Die Stadt verfolgte in der Zeit auch das bundespolitische Thema und ist bereit, das Verfahren zu wechseln, wenn es auf Bundesebene eingeführt wird. Dort gibt es aber wegen Klagen noch Verzögerungen.
Welche Kritik gibt es?
Als das Thema Bezahlkarte deutschlandweit aufkam, gab es nicht nur Lob, sondern auch viel Kritik. Die NGO PRO ASYL kritisierte: „Bundesländer machen Bezahlkarten zum Diskriminierungsinstrument“. So schränkt es den Bewegungs- und Handlungsfreiraum von Asylbewerber*innen ein. Sie finden auch: „Die Kürzung von Sozialleistungen und der Umstieg auf mehr Sachleistungen halten die Menschen nicht davon ab, vor Krieg oder Vertreibung zu fliehen.“
Gerda hatte verschiedene Beratungsstellen für Geflüchtete in Gera kontaktiert und nach ihrer Meinung zur Bezahlkarte gefragt. Rückmeldungen gab es wenig. Das hängt auch mit den Trägerstrukturen zusammen, wodurch sich einzelne Mitarbeiter*innen nicht frei äußern können. Von den Sozialarbeiter*innen, die mit Gerda gesprochen haben, gab es unterschiedliche Äußerungen. Einige kritisierten die Praxis der Bezahlkarte durch die Einschränkungen als „pure Schikane“ und „Drangsalierung“, andere sehen keine Probleme bisher und fanden, dass man erstmal schauen müsse, wie sich das entwickelt.
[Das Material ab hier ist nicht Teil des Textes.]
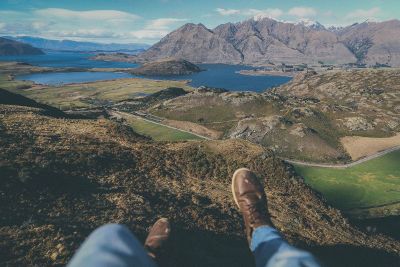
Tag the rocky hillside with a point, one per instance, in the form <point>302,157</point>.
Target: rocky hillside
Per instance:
<point>303,119</point>
<point>373,42</point>
<point>262,41</point>
<point>168,66</point>
<point>62,178</point>
<point>14,48</point>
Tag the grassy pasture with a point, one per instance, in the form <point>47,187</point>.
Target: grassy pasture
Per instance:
<point>86,95</point>
<point>372,184</point>
<point>159,132</point>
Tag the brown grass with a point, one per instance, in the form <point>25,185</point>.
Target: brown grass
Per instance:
<point>194,128</point>
<point>359,147</point>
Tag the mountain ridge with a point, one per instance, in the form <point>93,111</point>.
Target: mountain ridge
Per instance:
<point>267,41</point>
<point>14,48</point>
<point>70,45</point>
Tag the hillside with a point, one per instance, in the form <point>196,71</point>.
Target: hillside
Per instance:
<point>265,41</point>
<point>69,45</point>
<point>169,66</point>
<point>14,48</point>
<point>62,178</point>
<point>303,119</point>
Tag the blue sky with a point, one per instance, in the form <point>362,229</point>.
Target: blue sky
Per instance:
<point>147,21</point>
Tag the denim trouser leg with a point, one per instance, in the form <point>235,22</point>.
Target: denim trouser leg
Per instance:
<point>111,245</point>
<point>271,250</point>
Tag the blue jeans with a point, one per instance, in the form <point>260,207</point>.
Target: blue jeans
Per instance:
<point>113,245</point>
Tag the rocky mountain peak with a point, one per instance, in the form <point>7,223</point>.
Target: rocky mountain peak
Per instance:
<point>263,40</point>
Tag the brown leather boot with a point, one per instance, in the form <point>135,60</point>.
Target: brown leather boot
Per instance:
<point>250,197</point>
<point>157,238</point>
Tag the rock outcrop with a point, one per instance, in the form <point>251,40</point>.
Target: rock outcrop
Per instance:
<point>63,178</point>
<point>14,48</point>
<point>263,41</point>
<point>167,67</point>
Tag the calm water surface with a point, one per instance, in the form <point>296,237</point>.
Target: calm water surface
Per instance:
<point>215,75</point>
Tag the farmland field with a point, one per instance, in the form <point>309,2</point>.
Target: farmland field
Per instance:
<point>159,132</point>
<point>372,185</point>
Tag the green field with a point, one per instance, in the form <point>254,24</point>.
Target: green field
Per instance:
<point>367,185</point>
<point>159,132</point>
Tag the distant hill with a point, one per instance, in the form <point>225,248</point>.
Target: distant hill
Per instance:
<point>62,178</point>
<point>68,45</point>
<point>8,98</point>
<point>168,66</point>
<point>263,41</point>
<point>14,48</point>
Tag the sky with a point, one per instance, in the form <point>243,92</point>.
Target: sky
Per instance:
<point>147,21</point>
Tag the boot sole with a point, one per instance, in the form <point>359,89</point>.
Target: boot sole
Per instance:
<point>233,183</point>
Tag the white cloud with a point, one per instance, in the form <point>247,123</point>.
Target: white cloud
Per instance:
<point>302,12</point>
<point>251,12</point>
<point>85,15</point>
<point>163,23</point>
<point>363,14</point>
<point>273,13</point>
<point>228,12</point>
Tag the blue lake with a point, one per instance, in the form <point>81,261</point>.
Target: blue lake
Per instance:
<point>67,59</point>
<point>59,78</point>
<point>215,75</point>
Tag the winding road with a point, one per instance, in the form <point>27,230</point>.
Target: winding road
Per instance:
<point>136,116</point>
<point>297,162</point>
<point>344,166</point>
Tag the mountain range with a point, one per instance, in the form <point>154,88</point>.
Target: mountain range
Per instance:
<point>68,45</point>
<point>13,48</point>
<point>263,41</point>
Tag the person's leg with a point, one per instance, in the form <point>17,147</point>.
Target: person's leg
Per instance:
<point>111,245</point>
<point>270,249</point>
<point>267,245</point>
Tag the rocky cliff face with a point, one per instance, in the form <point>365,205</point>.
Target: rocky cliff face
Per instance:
<point>14,48</point>
<point>373,42</point>
<point>63,178</point>
<point>266,40</point>
<point>168,66</point>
Auf die Kritik angesprochen antwortete Dannenberg: „Zunächst mal wundert mich das, weil wir ja auch das Geld überwiesen bekommen, als Mitarbeiter, ganz normal. Und das wäre für mich eher eine Schikane, wenn man immer nur Bargeld in die Hand gedrückt kriegt und sozusagen mit Bargeld durch die Stadt rennen muss. Und zum Zweiten ist jetzt die Erfahrung, weil wir jetzt die ersten Karten ausgegeben haben, nicht so, dass es da Aufregung gab, sondern eher, ich würde fast sagen, das als selbstverständlich hingenommen wurde.“
In einigen Städten wie Hamburg und München gibt es Widerstand und Aktionen gegen die Bezahlkarte. Auch in Jena können Menschen mit Bezahlkarte jetzt Bargeld gegen Gutscheine von Supermärkten eintauschen. Zu ähnlichen Aktionen in Gera ist der Redaktion nichts bekannt. Allerdings ist hier die Barauszahlung auch höher als andernorts. Die Stadt Gera erklärte auch, dass Warentausch (etwas mit der Karte kaufen, am nächsten Tag zurückbringen und Bargeld dafür bekommen) mit dieser Karte ausgeschlossen ist. Wir gehen es erstmal an und schauen, wo man justieren muss“, erklärte Dannenberg, der sich dazu eine neue Fehlerkultur in der Stadt wünscht. Die Stadt Gera hat zur Bezahlkarte außerdem eine FAQ veröffentlicht.
Was wären weitere Schritte?
Die Migrationsberatung Diako Thüringen antwortete auf unsere Anfrage, dass Erleichterungen und Verkürzungen in der Verwaltung keine Nachteile für die geflüchteten Menschen haben sollten. Sie sind mit den Mitarbeitenden des Fachdienstes Asyl im Sozialamt im Austausch, „Bei Problemen werden wir diese besprechen.“ Sie würden sich noch mehr Unterstützung beim Spracherwerb in Form des Ausbaus von Sprachkursen sowie die Verbesserung der schulischen Situation in Ostthüringen wünschen. „Der Großteil der geflüchteten Menschen wünscht sich eine Arbeitsaufnahme und möchte für seinen Lebensunterhalt sowie den seiner Angehörigen selber aufkommen und beitragen“, heißt es weiter, „Leider fehlt oftmals das Sprachpersonal“.